In the film Groundhog Day, the Bill Murray character asks, “What would you do if you were stuck in one place, and every day was exactly the same, and nothing that you did mattered?” His drinking buddy replies, “That about sums it up for me.”
For Murray, in the film, every day seems the same—February 2nd, Groundhog Day. And yet it isn’t quite the same because he has a choice about what to do with each day. Despite the seeming futility, he wakes up each morning with memories and skills gained from the previous otherwise identical days.
Murray’s situation seems hopeless, futile. But not really. Through the futility Murray learns to find meaning and virtue that might otherwise have eluded him as a self-absorbed Pittsburgh weatherman. Is it important to the story that eventually February 3rd rolls around? Perhaps not.

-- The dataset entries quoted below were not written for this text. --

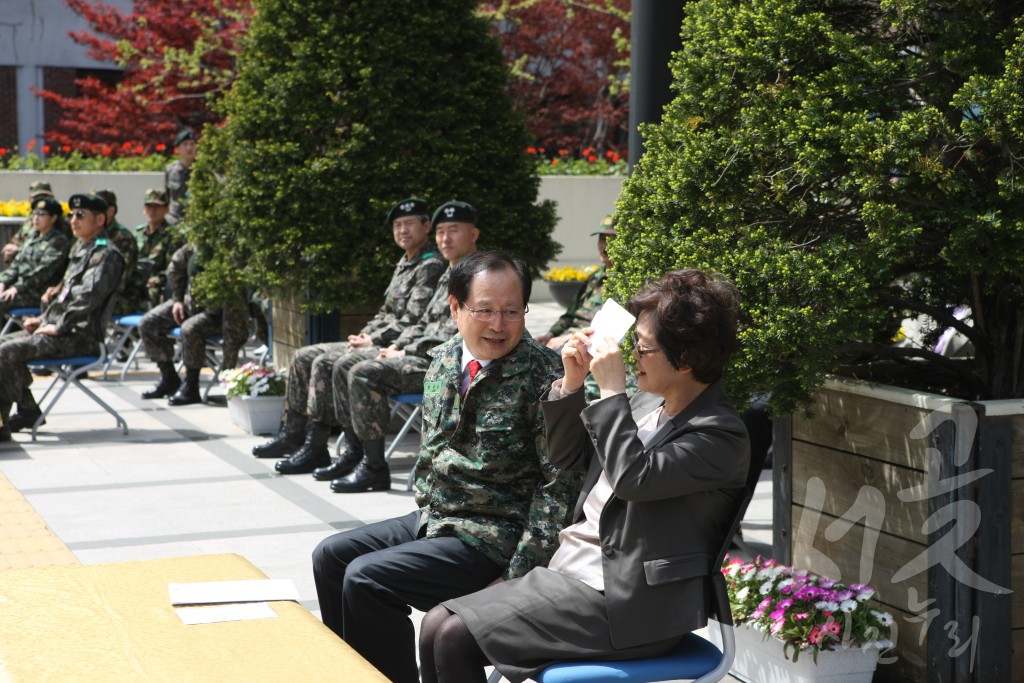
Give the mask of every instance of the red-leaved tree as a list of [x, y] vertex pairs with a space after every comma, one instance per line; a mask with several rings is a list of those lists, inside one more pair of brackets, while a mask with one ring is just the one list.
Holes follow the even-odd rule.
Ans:
[[123, 69], [114, 86], [87, 77], [79, 93], [38, 95], [61, 117], [46, 132], [53, 147], [84, 153], [140, 154], [169, 146], [182, 126], [216, 121], [210, 102], [231, 84], [249, 0], [135, 0], [134, 11], [91, 0], [65, 0], [92, 31], [72, 32], [100, 62]]

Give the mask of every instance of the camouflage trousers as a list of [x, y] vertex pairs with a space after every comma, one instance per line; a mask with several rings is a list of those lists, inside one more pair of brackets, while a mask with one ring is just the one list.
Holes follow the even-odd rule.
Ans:
[[34, 358], [92, 356], [99, 353], [99, 342], [78, 334], [51, 337], [47, 334], [6, 335], [0, 339], [0, 404], [34, 405], [29, 386], [32, 373], [25, 361]]
[[18, 287], [18, 293], [14, 295], [13, 300], [0, 301], [0, 321], [7, 320], [6, 313], [12, 308], [42, 308], [42, 304], [39, 302], [39, 297], [42, 295], [43, 293], [38, 290]]
[[429, 358], [374, 358], [348, 371], [352, 429], [362, 440], [383, 439], [391, 421], [388, 396], [423, 393]]
[[[165, 301], [142, 316], [139, 335], [149, 359], [157, 363], [174, 360], [174, 340], [168, 333], [178, 326], [174, 322], [173, 301]], [[214, 334], [224, 336], [222, 369], [238, 364], [238, 352], [249, 338], [249, 316], [245, 310], [222, 307], [192, 312], [185, 309], [181, 323], [181, 359], [186, 368], [198, 370], [206, 366], [206, 338]]]
[[[332, 372], [337, 361], [356, 356], [357, 360], [373, 358], [376, 347], [350, 349], [347, 342], [328, 342], [303, 346], [292, 356], [288, 366], [288, 388], [285, 392], [285, 417], [282, 427], [290, 434], [306, 430], [307, 420], [331, 427], [343, 424], [333, 389]], [[347, 413], [346, 413], [347, 415]]]

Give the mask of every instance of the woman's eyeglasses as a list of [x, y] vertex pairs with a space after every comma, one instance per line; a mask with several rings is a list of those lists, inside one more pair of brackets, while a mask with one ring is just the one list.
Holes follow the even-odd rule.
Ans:
[[641, 346], [640, 336], [636, 332], [631, 333], [629, 337], [630, 339], [633, 340], [633, 353], [635, 353], [640, 358], [643, 358], [649, 353], [657, 353], [658, 351], [661, 351], [661, 349], [658, 348], [645, 348]]
[[77, 218], [78, 220], [82, 220], [85, 218], [85, 211], [70, 211], [68, 212], [68, 218]]
[[497, 308], [470, 308], [466, 306], [466, 310], [469, 311], [474, 320], [479, 320], [482, 323], [490, 322], [498, 315], [504, 318], [505, 322], [517, 323], [526, 317], [526, 312], [530, 310], [530, 307], [499, 310]]

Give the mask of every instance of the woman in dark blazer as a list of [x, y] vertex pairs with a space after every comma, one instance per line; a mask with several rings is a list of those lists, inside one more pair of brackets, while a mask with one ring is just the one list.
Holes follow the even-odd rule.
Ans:
[[[633, 297], [640, 393], [613, 339], [575, 334], [542, 402], [549, 457], [586, 472], [547, 568], [449, 600], [420, 628], [424, 683], [516, 683], [574, 659], [671, 649], [707, 623], [708, 577], [746, 481], [747, 432], [720, 380], [736, 346], [735, 286], [668, 273]], [[588, 345], [593, 344], [593, 351]], [[589, 407], [583, 381], [601, 398]]]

Futility has its darker side. It’s one thing to be stuck in Punxsutawney awaiting Groundhog Day. It’s another to be stuck in a concentration camp—awaiting what? Addressing futility at its grimmest, concentration camp survivor Viktor Frankl wrote in Man’s Search for Meaning: “Everything can be taken from a man but one thing: the last of the human freedoms—to choose one’s attitude in any given set of circumstances, to choose one’s own way.”
Even futility, depending on what we do with it, can be redemptive. The forces that try to crush us with futility might instead make us stronger. The hard things we go through can help us to help others. And often, when people see us struggling with futility, they respond with a compassion we might not otherwise have seen.

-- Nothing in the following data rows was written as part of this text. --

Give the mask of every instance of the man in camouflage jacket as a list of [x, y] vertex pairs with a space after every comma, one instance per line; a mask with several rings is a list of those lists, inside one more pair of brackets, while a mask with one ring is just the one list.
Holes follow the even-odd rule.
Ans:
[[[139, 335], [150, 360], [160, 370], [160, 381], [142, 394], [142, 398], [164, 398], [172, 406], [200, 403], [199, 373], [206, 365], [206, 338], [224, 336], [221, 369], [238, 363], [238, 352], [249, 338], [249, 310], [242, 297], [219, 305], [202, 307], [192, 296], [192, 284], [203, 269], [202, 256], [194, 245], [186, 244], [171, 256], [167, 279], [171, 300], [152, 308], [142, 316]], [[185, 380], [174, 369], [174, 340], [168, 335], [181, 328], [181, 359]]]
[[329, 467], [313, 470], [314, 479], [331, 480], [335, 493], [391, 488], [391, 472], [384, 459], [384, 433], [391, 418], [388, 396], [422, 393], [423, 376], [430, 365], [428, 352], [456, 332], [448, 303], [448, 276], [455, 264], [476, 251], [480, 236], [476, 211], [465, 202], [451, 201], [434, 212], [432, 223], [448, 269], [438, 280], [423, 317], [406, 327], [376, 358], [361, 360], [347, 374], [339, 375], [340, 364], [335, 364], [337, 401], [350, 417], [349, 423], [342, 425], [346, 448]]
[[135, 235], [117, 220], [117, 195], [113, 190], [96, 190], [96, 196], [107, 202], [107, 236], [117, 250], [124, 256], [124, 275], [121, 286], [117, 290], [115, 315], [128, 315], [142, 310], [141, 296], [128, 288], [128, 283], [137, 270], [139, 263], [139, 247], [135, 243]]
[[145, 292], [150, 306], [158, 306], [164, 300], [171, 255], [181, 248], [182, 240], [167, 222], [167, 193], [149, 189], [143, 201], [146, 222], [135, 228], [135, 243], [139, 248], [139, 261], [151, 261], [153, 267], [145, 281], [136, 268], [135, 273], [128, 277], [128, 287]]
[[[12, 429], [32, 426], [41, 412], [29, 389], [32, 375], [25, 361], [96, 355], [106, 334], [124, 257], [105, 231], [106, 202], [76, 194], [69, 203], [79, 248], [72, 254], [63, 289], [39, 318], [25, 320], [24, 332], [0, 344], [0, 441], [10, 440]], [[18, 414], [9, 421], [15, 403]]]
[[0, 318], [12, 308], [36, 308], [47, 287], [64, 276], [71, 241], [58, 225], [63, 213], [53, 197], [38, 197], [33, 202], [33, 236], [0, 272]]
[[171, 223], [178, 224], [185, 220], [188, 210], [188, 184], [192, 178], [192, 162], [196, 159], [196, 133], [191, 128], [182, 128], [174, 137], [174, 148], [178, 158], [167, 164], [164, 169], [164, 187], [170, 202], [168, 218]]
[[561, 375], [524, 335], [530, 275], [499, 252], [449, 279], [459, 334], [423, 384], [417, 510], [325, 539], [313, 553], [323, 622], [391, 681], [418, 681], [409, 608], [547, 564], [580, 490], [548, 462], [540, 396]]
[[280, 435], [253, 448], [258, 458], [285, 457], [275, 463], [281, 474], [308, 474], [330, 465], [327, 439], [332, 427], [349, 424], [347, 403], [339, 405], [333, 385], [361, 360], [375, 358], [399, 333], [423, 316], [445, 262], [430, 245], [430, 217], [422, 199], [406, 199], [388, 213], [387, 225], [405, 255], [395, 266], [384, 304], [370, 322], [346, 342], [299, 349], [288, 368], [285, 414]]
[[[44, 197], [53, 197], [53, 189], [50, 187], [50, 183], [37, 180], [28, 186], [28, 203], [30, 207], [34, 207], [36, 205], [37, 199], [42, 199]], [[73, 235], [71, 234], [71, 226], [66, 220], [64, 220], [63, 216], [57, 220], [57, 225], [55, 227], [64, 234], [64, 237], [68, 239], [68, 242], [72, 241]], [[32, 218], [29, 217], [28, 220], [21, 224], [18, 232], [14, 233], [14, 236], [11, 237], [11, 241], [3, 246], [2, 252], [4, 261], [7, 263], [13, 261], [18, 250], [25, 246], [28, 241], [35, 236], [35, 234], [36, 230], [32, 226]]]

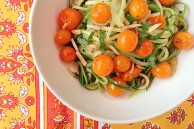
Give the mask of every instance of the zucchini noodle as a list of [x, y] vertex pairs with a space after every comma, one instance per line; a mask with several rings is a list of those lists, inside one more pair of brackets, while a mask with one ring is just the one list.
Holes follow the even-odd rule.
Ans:
[[143, 90], [146, 89], [150, 83], [150, 80], [147, 75], [140, 73], [139, 76], [143, 77], [145, 79], [145, 83], [140, 86], [138, 89]]
[[162, 58], [159, 58], [158, 60], [160, 62], [163, 62], [163, 61], [165, 61], [169, 57], [169, 51], [168, 51], [168, 49], [166, 47], [163, 47], [161, 49], [164, 52], [164, 56]]
[[[175, 47], [173, 38], [177, 32], [188, 29], [188, 23], [184, 19], [188, 10], [186, 4], [175, 2], [169, 6], [162, 6], [160, 0], [145, 0], [149, 8], [148, 12], [140, 20], [137, 20], [139, 16], [135, 17], [131, 12], [129, 13], [129, 5], [133, 1], [70, 1], [70, 7], [78, 10], [83, 18], [80, 24], [71, 30], [73, 34], [73, 38], [71, 39], [72, 46], [78, 57], [75, 60], [79, 66], [78, 73], [72, 72], [69, 68], [67, 68], [67, 71], [73, 77], [77, 78], [80, 84], [87, 90], [97, 90], [103, 87], [103, 89], [108, 90], [107, 84], [112, 84], [129, 91], [129, 97], [133, 97], [150, 88], [154, 79], [152, 68], [155, 68], [159, 63], [171, 61], [170, 59], [179, 54], [180, 49]], [[108, 11], [111, 15], [107, 20], [106, 18], [109, 16], [107, 12], [106, 16], [100, 15], [100, 19], [98, 20], [106, 20], [102, 23], [92, 17], [94, 6], [99, 3], [110, 7]], [[179, 6], [181, 6], [181, 9]], [[163, 17], [166, 21], [165, 25], [161, 20], [154, 24], [152, 23], [153, 21], [150, 22], [150, 19], [157, 17]], [[63, 29], [68, 24], [64, 23]], [[124, 38], [120, 38], [120, 35], [129, 30], [137, 35], [137, 44], [131, 45], [130, 43], [133, 43], [133, 41], [129, 39], [127, 43], [130, 45], [124, 46], [124, 48], [127, 48], [125, 51], [124, 49], [122, 50], [119, 39], [122, 39], [121, 41], [125, 40]], [[141, 55], [141, 50], [144, 49], [143, 45], [146, 40], [153, 46], [150, 48], [150, 53]], [[127, 51], [128, 47], [133, 45], [135, 49]], [[108, 64], [106, 66], [106, 68], [113, 67], [113, 70], [108, 75], [101, 76], [101, 74], [95, 72], [94, 64], [100, 55], [109, 56], [114, 62], [112, 62], [112, 66]], [[130, 61], [130, 66], [125, 71], [116, 69], [115, 57], [119, 56], [124, 56]], [[103, 59], [100, 65], [103, 62], [106, 62], [106, 59]], [[118, 83], [113, 77], [125, 80], [126, 85]]]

So perhaps there’s no such thing as futility.
Interesting article. For many reasons memories of that movie and that book have lingered with me for years. Actually, decades. I've seen the movie twice and read the book three times, I think. What's the purpose of pain, to enjoy pain free states? Darkness? Grief? Losses? C.S. Lewis stuff? Having a purpose in life whether it be related to loss of loved ones, occupational type goals, religious accomplishments and/or a long list of others is critical to survival. That is, if the pinball doesn't fall in the hole, prematurely.
I write often that "Groundhog Day" is one of the most moral movies ever made.
Why? Because its message is that a moral today, making other people happy and thus yourself happy, is the way to a better tomorrow. While there is no specific religious connection with this in the movie, it is obvious that a certain religious attitude will do the same thing.
In case you have seen the movie and don't know, the character Buster who is the groundhog chief is played by Bill Murray's older brother.